How to use <Omit> and generic types in typescript?

0
votes

I am trying to generalise a service layer in an API in typescript using a base Data Transfer Object.

To not have to re-write the types definition i'm using <Omit>. However, it raises some typescript errors that i am not able to understand.

For instance, i do not understand why the following code:

type A = { a: string };
function test<T extends A>(ot: Omit<T, "a">): T {
  return {
    ...ot,
    a: "a",
  };
}

is raising the following error:

Type 'Pick<T, Exclude<keyof T, "a">> & { a: string; }' is not assignable to type 'T'. 'Pick<T, Exclude<keyof T, "a">> & { a: string; }' is assignable to the constraint of type 'T', but 'T' could be instantiated with a different subtype of constraint 'A'.

I understand why

function test<T extends string>():T {return "This is not specific enough!"}

does not work, but in the case above we are just defining dynamically the omitted field, we are not forgetting any constraint. What am i getting wrong?

1
typescripttypescript-generics
Is there a reason you prefer your version to something like this? - jcalz
That's a good workaround, however in my case the function is a member of a class and that generic is used in the class like this: class BaseService<Model> { function create(o: <Omit Model, "id">): Model now... maybe i could define my Model without the id everywhere and use your trick for all of the functions. It's just counter-intuitive - A. Laurent

1 Answers

1
votes

Your function fails type-checking because it is not type-safe.

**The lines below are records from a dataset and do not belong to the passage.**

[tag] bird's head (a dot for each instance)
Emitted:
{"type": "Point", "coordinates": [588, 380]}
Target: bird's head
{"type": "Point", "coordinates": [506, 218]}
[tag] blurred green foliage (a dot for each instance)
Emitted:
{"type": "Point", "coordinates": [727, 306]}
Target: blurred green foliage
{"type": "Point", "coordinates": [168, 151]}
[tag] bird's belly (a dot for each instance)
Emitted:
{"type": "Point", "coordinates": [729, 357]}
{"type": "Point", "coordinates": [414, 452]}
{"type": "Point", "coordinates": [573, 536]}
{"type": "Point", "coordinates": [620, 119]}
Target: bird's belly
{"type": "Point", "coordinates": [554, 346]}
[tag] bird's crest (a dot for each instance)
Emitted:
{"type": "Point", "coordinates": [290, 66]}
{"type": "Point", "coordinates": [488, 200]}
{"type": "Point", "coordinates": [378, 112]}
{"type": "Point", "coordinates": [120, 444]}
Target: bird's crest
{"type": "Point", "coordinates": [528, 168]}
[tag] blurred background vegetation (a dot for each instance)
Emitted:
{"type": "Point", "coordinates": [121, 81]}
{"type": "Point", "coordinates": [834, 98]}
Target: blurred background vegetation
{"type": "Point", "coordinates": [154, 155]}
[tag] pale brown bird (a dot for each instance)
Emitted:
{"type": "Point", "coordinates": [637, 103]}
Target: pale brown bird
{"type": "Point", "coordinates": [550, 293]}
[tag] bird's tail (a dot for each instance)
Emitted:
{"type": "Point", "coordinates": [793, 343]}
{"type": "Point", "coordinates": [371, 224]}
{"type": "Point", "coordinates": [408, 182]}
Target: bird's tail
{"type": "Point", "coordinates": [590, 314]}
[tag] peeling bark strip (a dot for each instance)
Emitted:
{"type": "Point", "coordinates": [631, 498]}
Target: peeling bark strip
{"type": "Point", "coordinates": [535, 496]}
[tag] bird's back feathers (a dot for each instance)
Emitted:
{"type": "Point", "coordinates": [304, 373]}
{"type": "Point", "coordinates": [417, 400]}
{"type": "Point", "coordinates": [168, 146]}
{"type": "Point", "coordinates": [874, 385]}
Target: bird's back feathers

The error message explains: your function returns something which "is assignable to the constraint of type 'T', but 'T' could be instantiated with a different subtype of constraint 'A'."

For example, type Foo = {a: 'foo'} is also a sub-type of the constraint A. If your function is called like test<Foo>(obj), then it promises to return something of type Foo, but the actual return value is not assignable to the type Foo.